In [None]:
# ============================================
# 1️⃣ 부서별 서브 부서 확인
# ============================================
sub_departments_by_dept = jd.groupby('department')['sub_department'].unique()
print(sub_departments_by_dept)
# 실행 결과 요약: 전체 부서 개수와 각 부서별 서브 부서 리스트가 출력됩니다.

# ============================================
# 2️⃣ 특정 직무 소개 문구 정제
# ============================================
import re

# 직무 선택
original_text = jd[jd['job_title'] == '승용 조립차 생산지원']['organization_intro'].iloc[0]
print("정제 전 텍스트:\n", original_text)

# 한글과 공백만 남기기
def clean_text(text):
    return re.sub('[^가-힣\s]', '', text)

cleaned_text = clean_text(original_text)
print("\n정제 후 텍스트:\n", cleaned_text)

# ============================================
# 3️⃣ 한국어 NLP 패키지 설치 및 리소스 다운로드
# ============================================
!pip install -q konlpy nltk spacy
import nltk
nltk.download('punkt_tab')
!python -m spacy download ko_core_news_sm

# ============================================
# 4️⃣ 토큰화 및 비교
# ============================================
import time
from konlpy.tag import Okt, Kkma
import spacy

nlp = spacy.load("ko_core_news_sm")
okt = Okt()
kkma = Kkma()

# 1. Okt 토큰화
start_time = time.time()
okt_tokens = okt.morphs(cleaned_text)
okt_time = time.time() - start_time

# 2. Kkma 토큰화
start_time = time.time()
kkma_tokens = kkma.morphs(cleaned_text)
kkma_time = time.time() - start_time

# 3. NLTK word_tokenize
start_time = time.time()
nltk_tokens = nltk.word_tokenize(cleaned_text)
nltk_time = time.time() - start_time

# 4. spaCy 토큰화
start_time = time.time()
spacy_tokens = [token.text for token in nlp(cleaned_text)]
spacy_time = time.time() - start_time

# 출력
print(f"okt: {okt_tokens} ({okt_time:.4f}초)")
print(f"kkma: {kkma_tokens} ({kkma_time:.4f}초)")
print(f"word_tokenize: {nltk_tokens} ({nltk_time:.4f}초)")
print(f"spaCy: {spacy_tokens} ({spacy_time:.4f}초)")

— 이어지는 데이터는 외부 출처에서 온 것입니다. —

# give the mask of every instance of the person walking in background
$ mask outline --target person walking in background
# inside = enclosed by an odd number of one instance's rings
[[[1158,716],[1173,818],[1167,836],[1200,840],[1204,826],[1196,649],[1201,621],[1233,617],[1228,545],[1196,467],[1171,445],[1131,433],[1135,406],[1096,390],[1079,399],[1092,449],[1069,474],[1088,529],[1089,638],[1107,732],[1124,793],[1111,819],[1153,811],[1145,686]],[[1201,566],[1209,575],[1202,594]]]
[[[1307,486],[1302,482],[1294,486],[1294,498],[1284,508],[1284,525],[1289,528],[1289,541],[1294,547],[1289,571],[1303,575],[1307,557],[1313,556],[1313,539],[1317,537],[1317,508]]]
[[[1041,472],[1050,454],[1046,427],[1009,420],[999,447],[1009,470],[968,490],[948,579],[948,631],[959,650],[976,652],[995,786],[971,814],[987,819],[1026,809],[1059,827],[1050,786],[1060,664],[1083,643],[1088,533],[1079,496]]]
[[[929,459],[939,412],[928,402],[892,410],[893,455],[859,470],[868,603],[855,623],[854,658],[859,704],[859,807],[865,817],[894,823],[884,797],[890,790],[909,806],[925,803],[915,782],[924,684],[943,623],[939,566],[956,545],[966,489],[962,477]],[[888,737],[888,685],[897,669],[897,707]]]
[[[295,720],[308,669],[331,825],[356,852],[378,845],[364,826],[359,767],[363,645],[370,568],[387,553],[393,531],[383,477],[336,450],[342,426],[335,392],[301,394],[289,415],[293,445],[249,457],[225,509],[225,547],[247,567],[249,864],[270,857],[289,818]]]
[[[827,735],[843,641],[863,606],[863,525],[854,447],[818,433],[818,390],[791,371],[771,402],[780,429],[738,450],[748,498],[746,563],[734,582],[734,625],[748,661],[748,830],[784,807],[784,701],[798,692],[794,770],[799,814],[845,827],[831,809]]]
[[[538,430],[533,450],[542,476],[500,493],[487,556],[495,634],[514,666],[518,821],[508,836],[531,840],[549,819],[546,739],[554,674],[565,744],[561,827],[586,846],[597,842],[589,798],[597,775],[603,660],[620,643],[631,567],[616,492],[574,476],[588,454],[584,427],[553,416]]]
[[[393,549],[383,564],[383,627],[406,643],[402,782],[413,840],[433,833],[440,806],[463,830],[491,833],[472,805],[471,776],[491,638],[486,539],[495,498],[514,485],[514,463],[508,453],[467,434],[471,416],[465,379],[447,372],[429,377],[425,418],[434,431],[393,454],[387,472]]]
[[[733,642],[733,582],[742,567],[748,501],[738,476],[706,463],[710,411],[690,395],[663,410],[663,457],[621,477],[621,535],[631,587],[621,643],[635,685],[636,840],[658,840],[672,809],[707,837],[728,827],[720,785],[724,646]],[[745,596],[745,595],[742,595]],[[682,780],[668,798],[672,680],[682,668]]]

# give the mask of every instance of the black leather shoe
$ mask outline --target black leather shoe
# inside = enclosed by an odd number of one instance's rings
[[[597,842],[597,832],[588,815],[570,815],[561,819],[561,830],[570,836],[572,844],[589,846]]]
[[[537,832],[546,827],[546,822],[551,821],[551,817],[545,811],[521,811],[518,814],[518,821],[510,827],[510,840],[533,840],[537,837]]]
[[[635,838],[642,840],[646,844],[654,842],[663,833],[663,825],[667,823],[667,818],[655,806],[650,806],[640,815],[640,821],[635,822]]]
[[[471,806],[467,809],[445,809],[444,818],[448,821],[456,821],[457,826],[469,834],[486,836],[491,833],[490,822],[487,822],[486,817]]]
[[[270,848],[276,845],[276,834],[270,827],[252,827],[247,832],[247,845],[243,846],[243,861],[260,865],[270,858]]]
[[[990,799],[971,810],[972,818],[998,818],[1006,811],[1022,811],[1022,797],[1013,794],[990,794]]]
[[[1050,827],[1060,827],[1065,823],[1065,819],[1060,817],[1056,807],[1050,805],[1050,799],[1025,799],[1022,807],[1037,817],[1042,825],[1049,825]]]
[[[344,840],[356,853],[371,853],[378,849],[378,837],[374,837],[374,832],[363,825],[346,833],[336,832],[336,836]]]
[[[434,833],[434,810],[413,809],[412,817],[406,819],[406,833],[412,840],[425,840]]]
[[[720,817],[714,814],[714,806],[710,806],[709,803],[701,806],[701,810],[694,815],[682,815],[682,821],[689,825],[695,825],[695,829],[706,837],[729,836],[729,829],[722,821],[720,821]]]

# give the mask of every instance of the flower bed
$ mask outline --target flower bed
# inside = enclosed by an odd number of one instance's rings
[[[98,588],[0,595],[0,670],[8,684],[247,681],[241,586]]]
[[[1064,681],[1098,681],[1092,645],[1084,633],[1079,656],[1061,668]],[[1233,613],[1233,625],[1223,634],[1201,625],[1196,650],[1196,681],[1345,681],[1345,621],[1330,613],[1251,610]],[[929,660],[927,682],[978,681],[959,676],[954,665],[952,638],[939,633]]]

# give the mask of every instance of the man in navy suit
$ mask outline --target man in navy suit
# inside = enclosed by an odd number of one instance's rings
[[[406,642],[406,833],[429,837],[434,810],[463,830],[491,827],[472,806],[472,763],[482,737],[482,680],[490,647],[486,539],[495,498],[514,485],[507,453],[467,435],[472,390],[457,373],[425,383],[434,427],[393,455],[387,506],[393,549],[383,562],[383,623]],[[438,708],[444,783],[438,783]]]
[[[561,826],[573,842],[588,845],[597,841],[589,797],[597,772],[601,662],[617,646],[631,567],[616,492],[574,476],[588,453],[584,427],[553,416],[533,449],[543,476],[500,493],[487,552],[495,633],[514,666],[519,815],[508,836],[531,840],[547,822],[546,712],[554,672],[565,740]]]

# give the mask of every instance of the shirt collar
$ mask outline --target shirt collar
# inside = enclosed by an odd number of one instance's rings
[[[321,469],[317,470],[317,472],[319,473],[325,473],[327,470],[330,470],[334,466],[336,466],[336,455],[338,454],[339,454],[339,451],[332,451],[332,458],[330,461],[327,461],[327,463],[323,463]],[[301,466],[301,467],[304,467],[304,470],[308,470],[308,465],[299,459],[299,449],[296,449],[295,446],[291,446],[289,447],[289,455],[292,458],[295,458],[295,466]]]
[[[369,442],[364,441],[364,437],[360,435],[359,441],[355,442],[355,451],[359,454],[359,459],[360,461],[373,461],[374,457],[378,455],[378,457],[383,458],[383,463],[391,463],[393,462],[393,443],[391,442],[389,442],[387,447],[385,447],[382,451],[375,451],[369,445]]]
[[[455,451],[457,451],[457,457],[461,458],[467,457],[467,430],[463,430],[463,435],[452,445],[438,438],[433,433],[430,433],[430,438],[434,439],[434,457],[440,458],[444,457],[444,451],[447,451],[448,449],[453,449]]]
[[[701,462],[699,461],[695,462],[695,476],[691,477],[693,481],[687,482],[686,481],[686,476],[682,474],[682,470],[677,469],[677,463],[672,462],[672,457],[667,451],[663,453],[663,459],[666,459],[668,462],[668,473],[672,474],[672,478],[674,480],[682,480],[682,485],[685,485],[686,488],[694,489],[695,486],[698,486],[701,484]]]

# ============================================
# 5️⃣ 품사 태깅 및 명사 추출
# ============================================
pos_tags = okt.pos(cleaned_text)
morphs = okt.morphs(cleaned_text)
nouns = [word for word, pos in pos_tags if pos == 'Noun']
print("품사 태깅:", pos_tags)
print("어간 추출:", morphs)
print("명사 추출:", nouns)

# ============================================
# 6️⃣ 불용어 제거
# ============================================
stopwords = {
    '우리', '자기', '그', '그것', '이', '이것', '저', '나', '너', '등', '대해', '및', 
    '그런', '또', '하지만', '왜', '때문', '으로', '가', '의', '에', '에서', '로', '와', 
    '과', '을', '를', '으로', '는', '은', '입니다', '들', '만', '것', '같다', '중',
    '사람', '후', '차', '전', '별', '점검', '물량', '환경', '탄력', '물류', '조정'
}
filtered_nouns = [word for word in nouns if word not in stopwords]
print("불용어 제거 후 명사:", filtered_nouns)

# 'tokens' 컬럼 추가
psatcar_jd.loc[psatcar_jd['job_title']=='승용 조립차 생산지원','tokens'] = [' '.join(filtered_nouns)]
print(psatcar_jd[psatcar_jd['job_title']=='승용 조립차 생산지원'][['organization_intro','tokens']].head())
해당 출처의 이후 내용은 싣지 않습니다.